PREVIOUS QUARTERLIES




LP REVIEW
Dominic Valvona




The Provincials ‘The Dark Ages’
(Itchen Recordings) LP/ 15th November 2019


In full Panavision, The Provincials duo of vocalist Polly Perry and guitarist and author Seb Hunter articulate a mesmerizing and spellbinding miasma of a domesday on their long awaited second LP, The Dark Ages. The original dark ages epoch was named so for a lack of documentary and archeological evidence from as, we now know, a rich if tumultuous period in the history of these Isles and beyond: A time that roughly marks the decline of the Roman Empire to the beginning of the next millennium. It’s used here of course to weave a lyrical, sometimes Shakespearean, vision of our contemporary times: Brexit especially (I presume). Even if they portray it with a diaphanous lulled and beautifully administered deft touch, The Provincials paint a bleakly poetic diorama of being swept under a despairing riptide. Depending on which side of that divide you feel comfortable pontificating or barracking from, Brexit and by association (though far more complex to all tie-in) so-called “populism” in politics, you either believe that this is all an exciting, tide-turning, opportunity or, the end times!

And so reminders of past imperial ventures overseas (an empirical vague gesture to the infamous ‘Inkerman’; a decisive score draw monumental battle in the Crimean War saga) and the slaughter and PTSD anguish legacy of WWI (the Shell-shocked Medieval waltz ‘We Lost Our Minds’) are woven into a musical hallucination of dour romanticism and melancholy. However, the pains and woes are handled deftly; especially from the aria like performances of Perry, who’s range longingly flows between the ethereal and dramatic. Counterbalancing nimbly-picked Pentangle folk with more rousing swamp boogie and flange-dreamy Britpop, Hunter’s acoustic and electrified guitar playing rings out, offering both stripped-back accentuate caresses and moods, and more punctuating punches. The only additional instrumentation (the barest of stirring ambience, with trickled and sonorous bass note piano parts and drums courtesy of producer Dan Parkinson) is used most sparingly, with the most full-on songs being the breakout rocking ‘Inkerman’, which sounds like a crescendo stomping combo of The White Stripes, Anna Calvi, The Classical and Yeah Yeah Yeahs. More winding and suffused with mysterious ambient tones tough, the sonnet-like trickling ‘The Western Shore’ bears the atmospherics of Popol Vuh’s Affenstunde.

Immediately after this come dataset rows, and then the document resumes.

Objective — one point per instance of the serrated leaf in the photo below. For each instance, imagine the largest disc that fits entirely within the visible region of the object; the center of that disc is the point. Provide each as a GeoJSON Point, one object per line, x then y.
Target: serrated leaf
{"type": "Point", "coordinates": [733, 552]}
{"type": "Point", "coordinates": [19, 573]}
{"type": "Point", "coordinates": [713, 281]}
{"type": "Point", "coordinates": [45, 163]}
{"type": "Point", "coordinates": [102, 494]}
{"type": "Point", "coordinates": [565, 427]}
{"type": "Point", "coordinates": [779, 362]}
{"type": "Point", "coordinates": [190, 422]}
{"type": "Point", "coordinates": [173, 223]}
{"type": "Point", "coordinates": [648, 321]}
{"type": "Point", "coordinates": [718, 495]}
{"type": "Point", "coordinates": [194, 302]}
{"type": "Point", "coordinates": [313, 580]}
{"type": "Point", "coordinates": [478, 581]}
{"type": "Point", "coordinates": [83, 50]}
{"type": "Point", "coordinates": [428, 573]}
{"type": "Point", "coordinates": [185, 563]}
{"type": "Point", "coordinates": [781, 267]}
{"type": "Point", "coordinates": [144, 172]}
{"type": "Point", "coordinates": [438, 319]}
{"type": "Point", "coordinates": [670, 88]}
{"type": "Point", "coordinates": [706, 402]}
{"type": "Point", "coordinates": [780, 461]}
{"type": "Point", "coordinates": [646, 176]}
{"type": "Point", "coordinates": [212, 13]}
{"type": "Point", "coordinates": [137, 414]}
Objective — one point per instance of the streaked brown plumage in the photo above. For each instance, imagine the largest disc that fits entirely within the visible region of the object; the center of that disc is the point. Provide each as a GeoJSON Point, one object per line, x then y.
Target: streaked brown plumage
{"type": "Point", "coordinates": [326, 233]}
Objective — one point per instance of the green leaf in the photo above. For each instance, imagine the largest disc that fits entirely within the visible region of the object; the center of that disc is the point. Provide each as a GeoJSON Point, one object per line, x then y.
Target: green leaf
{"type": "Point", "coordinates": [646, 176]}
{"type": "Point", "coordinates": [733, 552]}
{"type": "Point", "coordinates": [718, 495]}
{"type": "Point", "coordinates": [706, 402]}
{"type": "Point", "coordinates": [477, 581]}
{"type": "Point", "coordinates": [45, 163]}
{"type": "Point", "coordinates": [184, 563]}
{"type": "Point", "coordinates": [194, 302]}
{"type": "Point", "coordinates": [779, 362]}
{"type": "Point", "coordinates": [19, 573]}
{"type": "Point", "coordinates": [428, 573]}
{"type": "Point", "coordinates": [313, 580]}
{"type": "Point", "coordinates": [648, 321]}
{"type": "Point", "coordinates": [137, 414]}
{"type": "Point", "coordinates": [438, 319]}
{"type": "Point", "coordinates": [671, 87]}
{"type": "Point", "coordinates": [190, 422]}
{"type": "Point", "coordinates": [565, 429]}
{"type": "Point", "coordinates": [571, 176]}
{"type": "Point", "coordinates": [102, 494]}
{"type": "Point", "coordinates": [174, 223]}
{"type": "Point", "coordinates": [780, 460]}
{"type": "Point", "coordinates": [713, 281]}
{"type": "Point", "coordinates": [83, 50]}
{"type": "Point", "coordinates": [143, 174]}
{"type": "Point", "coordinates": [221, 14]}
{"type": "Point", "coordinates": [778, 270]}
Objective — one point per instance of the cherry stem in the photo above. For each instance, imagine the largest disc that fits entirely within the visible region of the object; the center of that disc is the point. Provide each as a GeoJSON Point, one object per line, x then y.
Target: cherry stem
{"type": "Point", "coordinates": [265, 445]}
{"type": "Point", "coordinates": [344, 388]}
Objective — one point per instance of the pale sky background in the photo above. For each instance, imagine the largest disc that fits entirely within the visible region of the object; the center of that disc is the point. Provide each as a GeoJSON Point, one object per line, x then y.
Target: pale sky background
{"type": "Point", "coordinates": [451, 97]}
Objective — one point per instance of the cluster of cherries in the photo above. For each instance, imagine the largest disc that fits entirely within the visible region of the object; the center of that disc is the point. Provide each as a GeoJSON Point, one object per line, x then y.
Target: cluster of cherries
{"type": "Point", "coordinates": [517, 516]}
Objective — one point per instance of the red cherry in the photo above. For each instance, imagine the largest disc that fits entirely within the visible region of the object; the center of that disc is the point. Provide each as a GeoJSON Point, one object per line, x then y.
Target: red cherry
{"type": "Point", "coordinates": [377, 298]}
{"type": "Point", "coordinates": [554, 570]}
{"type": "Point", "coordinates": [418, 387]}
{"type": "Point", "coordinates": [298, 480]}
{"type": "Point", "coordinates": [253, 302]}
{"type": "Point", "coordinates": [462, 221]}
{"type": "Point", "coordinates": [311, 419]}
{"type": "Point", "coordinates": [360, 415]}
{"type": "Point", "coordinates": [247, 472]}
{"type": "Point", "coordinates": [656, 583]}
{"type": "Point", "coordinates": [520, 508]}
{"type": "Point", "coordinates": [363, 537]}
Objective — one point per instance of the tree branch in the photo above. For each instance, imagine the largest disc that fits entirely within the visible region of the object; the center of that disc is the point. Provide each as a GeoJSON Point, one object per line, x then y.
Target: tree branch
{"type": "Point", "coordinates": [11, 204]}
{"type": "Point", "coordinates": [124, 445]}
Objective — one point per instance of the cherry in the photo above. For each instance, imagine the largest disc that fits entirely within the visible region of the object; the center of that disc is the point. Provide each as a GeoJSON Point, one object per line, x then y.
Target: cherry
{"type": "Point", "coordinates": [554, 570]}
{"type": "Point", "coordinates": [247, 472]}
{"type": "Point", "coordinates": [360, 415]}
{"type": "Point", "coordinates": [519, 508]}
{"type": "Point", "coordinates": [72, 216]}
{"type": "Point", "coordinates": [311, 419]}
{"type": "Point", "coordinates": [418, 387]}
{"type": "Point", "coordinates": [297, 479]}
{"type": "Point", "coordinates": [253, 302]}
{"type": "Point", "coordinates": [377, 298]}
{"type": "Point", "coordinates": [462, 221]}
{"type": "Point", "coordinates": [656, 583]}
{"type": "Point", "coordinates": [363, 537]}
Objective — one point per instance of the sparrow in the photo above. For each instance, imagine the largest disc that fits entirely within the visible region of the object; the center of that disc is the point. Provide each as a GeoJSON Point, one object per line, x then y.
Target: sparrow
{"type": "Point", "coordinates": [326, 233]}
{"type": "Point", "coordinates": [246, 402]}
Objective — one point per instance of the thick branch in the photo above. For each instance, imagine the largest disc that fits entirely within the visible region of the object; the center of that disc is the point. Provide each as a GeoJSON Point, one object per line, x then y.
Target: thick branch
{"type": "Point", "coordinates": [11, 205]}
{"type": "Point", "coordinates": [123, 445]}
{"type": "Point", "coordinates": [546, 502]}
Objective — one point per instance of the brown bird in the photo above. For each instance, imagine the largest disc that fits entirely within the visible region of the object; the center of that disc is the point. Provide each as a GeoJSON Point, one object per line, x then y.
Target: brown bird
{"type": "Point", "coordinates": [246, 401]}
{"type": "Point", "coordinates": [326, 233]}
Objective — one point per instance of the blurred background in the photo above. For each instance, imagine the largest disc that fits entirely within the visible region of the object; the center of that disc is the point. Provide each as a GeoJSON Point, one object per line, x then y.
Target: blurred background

Meandering along a path that stretches from the Norman church dotted shingly shoreline of the southeast coast of Romney to a revenge-soaked Iberia, The Provincials conjure up a lamentable present. Perhaps we are indeed doomed. Perhaps these are the end days or the darkness before the light. Whatever the truth, this diaphanous duo has articulated such augurs with a gauze-y, beautiful veneer worth savoring and improved no end since their last album.